2015 - Scene segmentation using temporal clustering for accessing and re-using broadcast video [Relazione in Atti di Convegno]
Baraldi, Lorenzo; Grana, Costantino; Cucchiara, Rita
abstract

Scene detection is a fundamental tool for allowing effective video browsing and re-using. In this paper we present a model that automatically divides videos into coherent scenes, which is based on a novel combination of local image descriptors and temporal clustering techniques. Experiments are performed to demonstrate the effectiveness of our approach, by comparing our algorithm against two recent proposals for automatic scene segmentation. We also propose improved performance measures that aim to reduce the gap between numerical evaluation and expected results.


2015 - Shot and Scene Detection via Hierarchical Clustering for Re-using Broadcast Video [Relazione in Atti di Convegno]
Baraldi, Lorenzo; Grana, Costantino; Cucchiara, Rita
abstract

Video decomposition techniques are fundamental tools for allowing effective video browsing and re-using. In this work, we consider the problem of segmenting broadcast videos into coherent scenes, and propose a scene detection algorithm based on hierarchical clustering, along with a very fast state-of-the-art shot segmentation approach. Experiments are performed to demonstrate the effectiveness of our algorithms, by comparing against recent proposals for automatic shot and scene segmentation.

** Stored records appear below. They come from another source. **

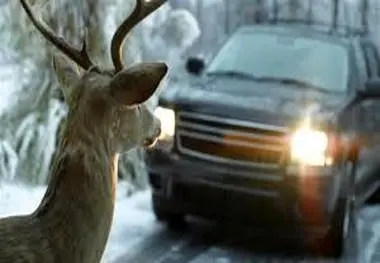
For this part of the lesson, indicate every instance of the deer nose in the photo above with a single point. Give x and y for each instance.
(157, 131)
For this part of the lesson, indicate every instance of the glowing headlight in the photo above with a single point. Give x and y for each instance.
(167, 118)
(308, 147)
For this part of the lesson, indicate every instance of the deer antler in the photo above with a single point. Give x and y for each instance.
(142, 9)
(79, 56)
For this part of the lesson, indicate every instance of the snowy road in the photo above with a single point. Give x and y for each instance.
(207, 243)
(137, 238)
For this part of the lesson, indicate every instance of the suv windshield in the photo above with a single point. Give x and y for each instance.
(275, 56)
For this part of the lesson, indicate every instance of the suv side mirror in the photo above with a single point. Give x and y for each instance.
(195, 66)
(371, 91)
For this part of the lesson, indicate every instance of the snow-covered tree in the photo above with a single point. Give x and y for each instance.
(29, 139)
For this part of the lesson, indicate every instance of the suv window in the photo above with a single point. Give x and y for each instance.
(372, 59)
(320, 63)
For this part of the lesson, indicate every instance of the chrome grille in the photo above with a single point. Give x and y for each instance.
(227, 140)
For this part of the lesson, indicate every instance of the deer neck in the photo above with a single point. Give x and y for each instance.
(77, 208)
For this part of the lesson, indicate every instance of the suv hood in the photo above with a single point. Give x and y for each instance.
(271, 103)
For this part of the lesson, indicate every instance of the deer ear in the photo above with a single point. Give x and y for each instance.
(137, 84)
(66, 72)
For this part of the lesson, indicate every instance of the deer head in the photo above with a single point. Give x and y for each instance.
(108, 104)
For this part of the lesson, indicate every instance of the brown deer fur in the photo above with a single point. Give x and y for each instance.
(106, 116)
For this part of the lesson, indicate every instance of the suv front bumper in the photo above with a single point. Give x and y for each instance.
(193, 186)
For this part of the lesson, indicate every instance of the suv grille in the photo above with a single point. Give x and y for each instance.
(229, 141)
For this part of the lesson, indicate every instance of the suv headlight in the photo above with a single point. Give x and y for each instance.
(167, 118)
(309, 147)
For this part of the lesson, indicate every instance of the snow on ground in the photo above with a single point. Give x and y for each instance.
(132, 220)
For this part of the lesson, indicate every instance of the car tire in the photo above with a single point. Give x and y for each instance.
(334, 242)
(174, 220)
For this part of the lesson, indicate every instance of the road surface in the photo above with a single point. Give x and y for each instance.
(206, 242)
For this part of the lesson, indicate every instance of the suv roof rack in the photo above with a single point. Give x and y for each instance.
(332, 27)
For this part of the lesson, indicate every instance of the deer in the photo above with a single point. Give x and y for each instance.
(107, 115)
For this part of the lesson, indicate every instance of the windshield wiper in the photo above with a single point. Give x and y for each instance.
(295, 82)
(231, 73)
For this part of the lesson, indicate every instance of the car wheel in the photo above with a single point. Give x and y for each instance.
(174, 220)
(334, 242)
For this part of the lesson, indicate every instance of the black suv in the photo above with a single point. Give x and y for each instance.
(247, 140)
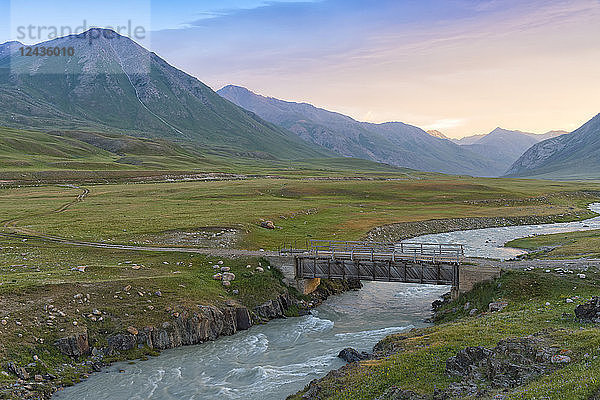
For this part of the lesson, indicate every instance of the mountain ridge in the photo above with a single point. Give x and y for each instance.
(113, 84)
(395, 143)
(567, 156)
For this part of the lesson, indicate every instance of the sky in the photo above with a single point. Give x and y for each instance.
(459, 66)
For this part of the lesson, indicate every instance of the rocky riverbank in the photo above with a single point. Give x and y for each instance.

2014 - Gesture Recognition in Ego-Centric Videos using Dense Trajectories and Hand Segmentation [Relazione in Atti di Convegno]
Baraldi, Lorenzo; Paci, Francesco; Serra, Giuseppe; Benini, Luca; Cucchiara, Rita
abstract

We present a novel method for monocular hand gesture recognition in ego-vision scenarios that deals with static and dynamic gestures and can achieve high accuracy results using a few positive samples. Specifically, we use and extend the dense trajectories approach that has been successfully introduced for action recognition. Dense features are extracted around regions selected by a new hand segmentation technique that integrates superpixel classification, temporal and spatial coherence. We extensively testour gesture recognition and segmentation algorithms on public datasets and propose a new dataset shot with a wearable camera. In addition, we demonstrate that our solution can work in near real-time on a wearable device.


2013 - Hand Segmentation for Gesture Recognition in EGO-Vision [Relazione in Atti di Convegno]
Serra, Giuseppe; Camurri, Marco; Baraldi, Lorenzo; Michela, Benedetti; Cucchiara, Rita
abstract

Portable devices for first-person camera views will play a central role in future interactive systems. One necessary step for feasible human-computer guided activities is gesture recognition, preceded by a reliable hand segmentation from egocentric vision. In this work we provide a novel hand segmentation algorithm based on Random Forest superpixel classification that integrates light, time and space consistency. We also propose a gesture recognition method based Exemplar SVMs since it requires a only small set of positive samples, hence it is well suitable for the egocentric video applications. Furthermore, this method is enhanced by using segmented images instead of full frames during test phase. Experimental results show that our hand segmentation algorithm outperforms the state-of-the-art approaches and improves the gesture recognition accuracy on both the publicly available EDSH dataset and our dataset designed for cultural heritage applications.